The island of Skellig Michael off the coast of Kerry is a Unesco World Heritage site since 1996 and was a tourist destination long before the movie. Numbers of visitors and general interest in the location have soared following its albeit brief appearance in the worlds highest grossing film. Today, boat tours and excursions from the mainland continue to be hugely popular and in big demand. Weather permitting, these excursions run daily from Portmagee in South West Kerry. The location is rugged and remote and hence tours are only available during Summer months as weather permits, usually from May to September.
There are actually two islands, called Skellig Michael or Great Skellig which rises 714ft out of the Atlantic and Little Skellig, both are places of stunning natural beauty. Home to numerous examples of coastal wildlife, these rugged islands have borne the brunt of Atlantic weather for many millenia. Visitors can see diverse wildlife including seals, gannets and puffins who have resided on craggy outcrops since the islands existed.
In recent years and before any filming took place on the islands, conservationists have called for limited access to the islands in order to protect the ancient monastic buildings and other features from erosion, increased visitor traffic, souvenir collectors and general wear. In 2013, the Irish Air Corps airlifted several tonnes of materials to the island to carry out restoration work and general maintenance to make pathways and walls safe for visitors.
Concerns were raised during filming of the movie when equipment and increased numbers visited the island and for when filming was completed, given the expected surge in movie tourism that the film would create. Given the short ‘on location’ period however, it was unlikely that the movie crew were the cause of any major disruption or ‘damage’ to the island. Reports of interruption to wildlife and damage to pathways were recorded but were seen as a general consequence of tourism and not directly associated with filming. As part of the review visitor numbers, the Irish government has taken steps to limit the volume of visitors to the island by capping the number of charter licenses issued each year.
Irish folklore and history sees mentions of the Skellig islands as early as the 5th Century. The name comes from the ancient gaelic word ‘Scellic’, (skell-ic) meaning steep rock. Additional recordings in Irish history see it listed as a place of burial of Ir, son of Milesius and also as a place of hiding, when the King Of Minster fled there following disputes with the King of Cashel on the mainland.
A settlement may have been in place on the island since the 6th Century, however the first written reference to monks inhabiting the island is seen in the 8th Century. Depicted in the movie, the island has numerous man made structures like walls, pathways and beehive type huts that once formed part of a monastic settlement on the island.
Created from slabs of devonian sandstone, a type of sandstone found throughout the mainland of Southwest Ireland, Britain, Norway and along the northeastern seaboard of North America, the stone has weathered with the surrounding rock and appears almost assimilated into the island. One can only imagine the ingenuity, toil, industry and energy it would have taken these ancient monks to create these amazing features.

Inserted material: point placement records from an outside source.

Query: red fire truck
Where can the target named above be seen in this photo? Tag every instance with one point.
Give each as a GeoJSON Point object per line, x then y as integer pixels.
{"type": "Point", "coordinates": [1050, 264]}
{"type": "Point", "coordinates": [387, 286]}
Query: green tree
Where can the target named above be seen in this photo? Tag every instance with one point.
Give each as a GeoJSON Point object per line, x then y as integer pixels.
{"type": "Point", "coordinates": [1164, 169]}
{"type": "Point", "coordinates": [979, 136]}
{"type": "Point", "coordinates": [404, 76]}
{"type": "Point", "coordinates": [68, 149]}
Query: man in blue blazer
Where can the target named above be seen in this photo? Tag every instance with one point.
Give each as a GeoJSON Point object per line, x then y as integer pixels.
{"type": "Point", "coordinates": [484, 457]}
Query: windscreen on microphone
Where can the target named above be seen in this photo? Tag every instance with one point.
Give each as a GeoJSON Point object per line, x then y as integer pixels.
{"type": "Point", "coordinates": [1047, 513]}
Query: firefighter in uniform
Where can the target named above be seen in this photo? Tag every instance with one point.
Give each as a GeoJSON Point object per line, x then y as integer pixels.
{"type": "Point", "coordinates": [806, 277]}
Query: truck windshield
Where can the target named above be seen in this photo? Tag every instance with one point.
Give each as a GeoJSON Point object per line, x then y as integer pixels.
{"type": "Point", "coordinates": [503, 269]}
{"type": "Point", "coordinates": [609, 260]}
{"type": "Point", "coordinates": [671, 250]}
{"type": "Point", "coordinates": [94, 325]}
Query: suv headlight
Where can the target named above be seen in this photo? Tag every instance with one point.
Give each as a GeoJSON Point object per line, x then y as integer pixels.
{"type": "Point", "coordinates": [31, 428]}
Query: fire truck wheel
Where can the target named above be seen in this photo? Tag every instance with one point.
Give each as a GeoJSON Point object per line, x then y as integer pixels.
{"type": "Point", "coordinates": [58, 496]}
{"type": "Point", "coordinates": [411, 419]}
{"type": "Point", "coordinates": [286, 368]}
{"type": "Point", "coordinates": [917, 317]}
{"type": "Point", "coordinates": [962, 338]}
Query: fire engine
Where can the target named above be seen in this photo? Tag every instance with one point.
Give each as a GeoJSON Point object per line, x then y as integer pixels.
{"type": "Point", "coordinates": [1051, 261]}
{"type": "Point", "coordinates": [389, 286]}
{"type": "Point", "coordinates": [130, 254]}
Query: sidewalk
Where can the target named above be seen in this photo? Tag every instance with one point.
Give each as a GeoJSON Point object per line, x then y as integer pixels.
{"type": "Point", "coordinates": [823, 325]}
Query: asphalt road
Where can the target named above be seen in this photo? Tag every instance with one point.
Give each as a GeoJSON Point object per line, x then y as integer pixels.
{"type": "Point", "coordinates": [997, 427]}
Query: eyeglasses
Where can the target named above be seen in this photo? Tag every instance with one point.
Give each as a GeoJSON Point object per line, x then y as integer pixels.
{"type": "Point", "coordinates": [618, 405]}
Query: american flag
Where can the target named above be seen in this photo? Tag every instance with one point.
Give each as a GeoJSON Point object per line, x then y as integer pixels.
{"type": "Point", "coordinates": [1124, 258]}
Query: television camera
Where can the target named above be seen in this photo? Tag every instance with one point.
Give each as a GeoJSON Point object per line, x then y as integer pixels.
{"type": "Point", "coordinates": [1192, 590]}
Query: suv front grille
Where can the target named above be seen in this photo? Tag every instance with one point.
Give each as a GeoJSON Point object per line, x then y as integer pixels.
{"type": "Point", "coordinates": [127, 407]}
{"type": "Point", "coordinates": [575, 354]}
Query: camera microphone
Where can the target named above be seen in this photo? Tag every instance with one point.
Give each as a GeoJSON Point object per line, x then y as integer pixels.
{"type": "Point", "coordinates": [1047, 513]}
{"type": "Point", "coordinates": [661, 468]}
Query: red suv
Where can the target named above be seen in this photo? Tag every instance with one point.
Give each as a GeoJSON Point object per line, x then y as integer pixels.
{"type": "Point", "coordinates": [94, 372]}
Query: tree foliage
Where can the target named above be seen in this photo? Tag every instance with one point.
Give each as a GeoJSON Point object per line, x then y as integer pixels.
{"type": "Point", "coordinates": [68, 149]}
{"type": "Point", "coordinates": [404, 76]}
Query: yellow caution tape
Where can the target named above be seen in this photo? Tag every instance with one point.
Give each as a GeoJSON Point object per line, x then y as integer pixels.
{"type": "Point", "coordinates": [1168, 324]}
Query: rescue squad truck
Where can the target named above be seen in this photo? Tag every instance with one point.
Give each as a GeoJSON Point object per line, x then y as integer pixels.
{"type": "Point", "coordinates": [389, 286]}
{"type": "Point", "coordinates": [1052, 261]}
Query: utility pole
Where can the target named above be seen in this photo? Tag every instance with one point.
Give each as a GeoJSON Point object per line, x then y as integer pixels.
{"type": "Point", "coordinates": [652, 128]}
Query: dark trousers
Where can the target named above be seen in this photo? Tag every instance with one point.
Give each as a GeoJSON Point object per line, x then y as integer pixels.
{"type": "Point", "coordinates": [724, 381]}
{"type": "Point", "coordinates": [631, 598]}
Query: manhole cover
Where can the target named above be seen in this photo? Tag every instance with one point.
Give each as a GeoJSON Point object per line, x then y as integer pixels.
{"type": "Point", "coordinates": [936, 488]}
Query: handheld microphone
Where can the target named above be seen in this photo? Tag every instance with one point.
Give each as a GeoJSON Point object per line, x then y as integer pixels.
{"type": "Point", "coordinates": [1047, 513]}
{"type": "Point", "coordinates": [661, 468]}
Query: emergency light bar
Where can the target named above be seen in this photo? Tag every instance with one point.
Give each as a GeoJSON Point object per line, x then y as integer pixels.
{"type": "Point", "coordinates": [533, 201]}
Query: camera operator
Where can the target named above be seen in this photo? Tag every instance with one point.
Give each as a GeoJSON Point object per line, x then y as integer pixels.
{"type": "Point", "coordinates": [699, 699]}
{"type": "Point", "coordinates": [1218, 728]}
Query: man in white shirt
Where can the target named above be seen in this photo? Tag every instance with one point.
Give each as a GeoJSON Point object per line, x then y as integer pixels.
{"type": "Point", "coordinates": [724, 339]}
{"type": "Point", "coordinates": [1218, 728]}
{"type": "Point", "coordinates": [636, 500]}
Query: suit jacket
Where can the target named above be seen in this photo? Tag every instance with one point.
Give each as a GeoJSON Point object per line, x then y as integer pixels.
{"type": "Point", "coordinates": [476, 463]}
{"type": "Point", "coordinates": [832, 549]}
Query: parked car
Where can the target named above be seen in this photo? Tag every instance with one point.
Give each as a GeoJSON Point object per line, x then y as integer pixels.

The stunning visual landscape gives it another world appearance and combined with mist clouds, green grass areas and its overall rugged island appearance, the Star Wars location crew must have been sold on it the minute they set eyes on it!
Visiting Skellig Michael
Today, the islands are under the expert care of the Office of Public Works (0PW), the organisation in Ireland that has responsibility for all historic sites and monuments. OPW guides are on the island too, in place to ensure visitors are briefed about the walking route to the summit. For the most part, the location is exposed and walks are not permitted during high winds and heavy rain. The trek up the stone steps is tough work out and hiking boots and outdoor gear are essential. This is a place of steep walks and exposed and unprotected ledges. Care is advised as there have been fatalities in the past.
There are several charter services running from Portmagee to the island. Some tours just do a sweep around the island and come back to shore but we know you – you’ll want to step foot on this place!
Excursions are weather permitting during Summer months and in most cases booking is essential. The journey on water to the island takes about 45minutes and there is usually about 2½ hours on the island. The return trip is also 45 minutes.